Alison LaCroix on the Court's Quiet Transformation of Federalism Doctrine

Redeeming Bond?

Professor Heather Gerken subjects the Supreme Court’s decision in Bond v. United States to a range of pointed and well-deserved criticisms (134 S. Ct. 2077). In particular, she notes the circularity of Chief Justice Roberts’s statutory analysis, writing that “the Court thought the statute was ambiguous . . . [b]ecause it had to be.” Gerken also characterizes Bond as a return to what she terms a “relational” theory of federalism, according to which the analysis begins with the power of the states. She contrasts this approach with what she suggests is the only other alternative offered by the Rehnquist and Roberts Courts: an analysis that “defines federal power in isolation.” This federal power–driven approach “start[s] with Congress and attempt[s] to delineate the bounds of its power without reference to the states.” In the return to the relational account, Gerken finds something to praise in Bond (although she notes that the Court “takes the wrong path to get there” by focusing on state sovereignty, a concept she believes has become “a campfire story”). A federalism analysis that starts with the states is clear, and it avoids the problem of “how to bound the boundless.” In the end, then, Gerken endorses Bond as a demonstration that “[b]ad theory can make good law or at least halfway decent doctrine” that is “reasonably manageable and coherent.

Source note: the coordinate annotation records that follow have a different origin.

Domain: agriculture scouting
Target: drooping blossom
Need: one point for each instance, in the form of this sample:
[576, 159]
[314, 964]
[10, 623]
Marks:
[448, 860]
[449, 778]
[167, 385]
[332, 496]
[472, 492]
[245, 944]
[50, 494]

What Gerken praises the Court for, however, I would argue is a pervasive, and now deepening, problem in recent federalism doctrine. The “clear statement” rule of Bond — which, given that it breaks down in the pages of the Court’s muddled ambiguity analysis, Gerken rightly treats as existing only in the Court’s description of what it is doing — appears to be a rule directing that federalism analysis begin with a search for, and measurement of, the essential localness of the particular activity to be regulated. Unless the relational, state-focused account is premised on a substantive commitment to state sovereignty itself, however — a view that Gerken clearly does not embrace, as she terms it “mostly claptrap” — it is not clear why the relational account is a clearer statement than an Article I–focused approach would be. By itself, the state-focused approach provides no additional analytical clarity unless it is accompanied by a prior determination of which side should win in a contest between federal and state power.

If we follow Gerken, however, and disclaim a normative preference for strong state sovereignty, we might equally well begin the federalism investigation by looking to congressional power. Starting with Congress’s Article I power does not mean that federal authority is limitless, any more than starting with the states’ power means that state authority will always prevail. So, if the state-focused approach to answering federalism questions is not clear, and if one does not endorse a substantive position of strong state sovereignty, what in the end does Bond contribute to the doctrine on federalism?